Mexicans, for instance, have an overarching sense of being poor, even if they have escaped poverty - mainly because the conversation around them has always taken poverty as a given. New Englanders have a sense of being formal and serious, even if their individual lives are casual and flighty. Each family similarly creates a conversation in which its members are bathed and from which it is hard to escape. In the same way as Fernando Flores teaches doctors to fashion a "clearing" in which the historical conversation is silenced, thus paving the way for illness to dissolve, Meade has boys identify with the archetypal boy, and we have adolescents identify with the archetypal hero or warrior. In this way, a "clearing" shows up, into which something new can appear, as if out of the blue. In fact both programs start and finish by evoking different archetypes than the ones evoked in everyday life.

So, the goal of programs like ours (and like Meade's and Flores) is to create an environment in which transcending fixed attitudes and beliefs is possible. Our task-in-common is not to question the beliefs and attitudes of the youth, but to afford them an opportunity to view what they believe and feel from a different place. For Meade it is from the viewpoint of the universal boy. For us, it is from the viewpoint of the team member, committed to the success of the team, rather than of himself or herself as an individual. 

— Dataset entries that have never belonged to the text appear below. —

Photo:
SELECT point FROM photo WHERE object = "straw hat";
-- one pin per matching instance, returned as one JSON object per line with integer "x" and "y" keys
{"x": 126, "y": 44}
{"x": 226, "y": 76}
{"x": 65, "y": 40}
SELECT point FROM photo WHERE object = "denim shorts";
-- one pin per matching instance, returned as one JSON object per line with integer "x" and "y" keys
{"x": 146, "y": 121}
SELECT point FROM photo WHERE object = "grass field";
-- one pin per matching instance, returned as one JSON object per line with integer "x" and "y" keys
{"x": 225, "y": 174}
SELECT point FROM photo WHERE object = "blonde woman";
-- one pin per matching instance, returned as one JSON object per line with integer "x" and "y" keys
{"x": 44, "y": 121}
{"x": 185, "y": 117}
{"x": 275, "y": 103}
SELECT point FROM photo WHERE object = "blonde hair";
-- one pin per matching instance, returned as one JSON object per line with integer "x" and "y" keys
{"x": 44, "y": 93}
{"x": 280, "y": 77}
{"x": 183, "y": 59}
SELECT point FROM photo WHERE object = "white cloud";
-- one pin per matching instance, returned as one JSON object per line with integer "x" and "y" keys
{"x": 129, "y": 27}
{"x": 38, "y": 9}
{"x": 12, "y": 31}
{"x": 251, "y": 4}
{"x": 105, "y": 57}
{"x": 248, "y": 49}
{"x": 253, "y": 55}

Meade does it through poetry and a bongo drum - an unlikely medium for boys to encounter, much less relate to. But relate to it they do! We do it through the attraction of puzzle-like challenges, teamwork, myth, pomp and ceremony. in each case, a switch of viewpoint allows fresh feelings and attitudes to bubble up, be considered, experimented with, and ultimately chosen. What bubbles up, when the team matters, is unexpected compassion, a blurring of ages and backgrounds, and an appreciation for what is different from what I am and an appreciation for my own uniqueness.

Neither method teaches skills, attitudes of beliefs, relying instead on what spontaneously emerges. In both methods what emerges is on a higher plane, a plane which competes well in attractiveness with following the driven path of the peer culture. Neither is fashioned to turn out adult-clone adolescents, so the participants may be even more committed to the independence-seeking behaviour of adolescence. This may be somewhat unnerving to adults in the shorter run, but in the end, after trying new attitudes on with peers first, the youth will next turn to creating a more open and receptive conversation with adults in their lives.